Back to Daily Question archive

AS Daily A Level Physics question

2026-05-30 OCR A Practical Skills & Data (M1) Module 1: Development of practical skills — Graphical analysis (gradients/intercepts; testing proportionality) Module 4: Electric circuits (AS) — Energy and power in DC circuits

A student investigates whether the electrical power P delivered to a small heater is proportional to the square of the current I through it. They obtain two readings: at I = 0.40 A, P = 1.9 W; at I = 0.80 A, P = 7.6 W. Without using logs, which statement must be true when using a straight-line test to assess this model and estimate the constant?
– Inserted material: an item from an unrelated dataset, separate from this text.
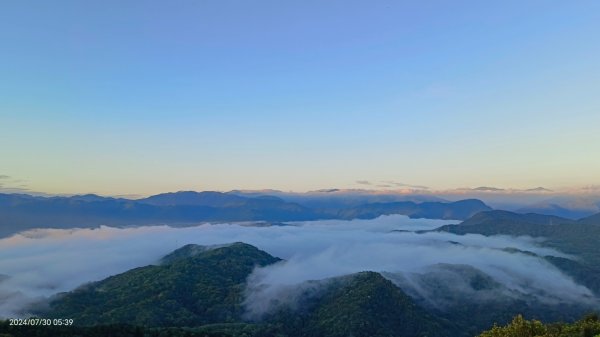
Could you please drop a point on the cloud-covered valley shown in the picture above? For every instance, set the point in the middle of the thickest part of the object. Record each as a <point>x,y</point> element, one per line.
<point>39,263</point>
  1. A Plot P against I; expect a straight line through the origin; doubling I should double P; using I = 0.40 A gives a gradient about 4.8 W A^-1.
  2. B Plot P against I^2; expect a straight line through the origin; doubling I should roughly quadruple P; using I = 0.40 A gives a gradient about 12 W A^-2. (correct)
  3. C Plot I^2 against P; expect a straight line through the origin; using I = 0.40 A gives a gradient about 12 and this equals the resistance.
  4. D Plot P against 1/I; expect a straight line; using I = 0.80 A gives a gradient about 6.1 in units of W·A.

Answer

The correct answer is B.

Correct: B — Plot P against I^2; expect a straight line through the origin; doubling I should roughly quadruple P; using I = 0.40 A gives a gradient about 12 W A^-2. This tests the square-law directly: P/I^2 ≈ 1.9/0.16 ≈ 12 (and 7.6/0.64 ≈ 12), so points lie on a line through the origin with gradient ≈ 12 (equal to the constant, numerically the resistance in Ω). A is wrong because a square-law does not give P ∝ I, so doubling I should quadruple P, not double; plotting P vs I would curve, and the quoted gradient/units do not represent the constant here. B is correct because plotting P vs I^2 gives a straight line through the origin for P ∝ I^2, and P/I^2 from the data is consistent (~12). C is wrong because while plotting I^2 vs P can give a straight line, its gradient is 1/R ≈ 0.084 A^2 W^-1, not ≈ 12, so the stated value and interpretation are incorrect. D is wrong because P vs 1/I is not linear for P ∝ I^2 (it would vary as 1/(1/I)^2), and the quoted gradient/units are not a valid test of the model.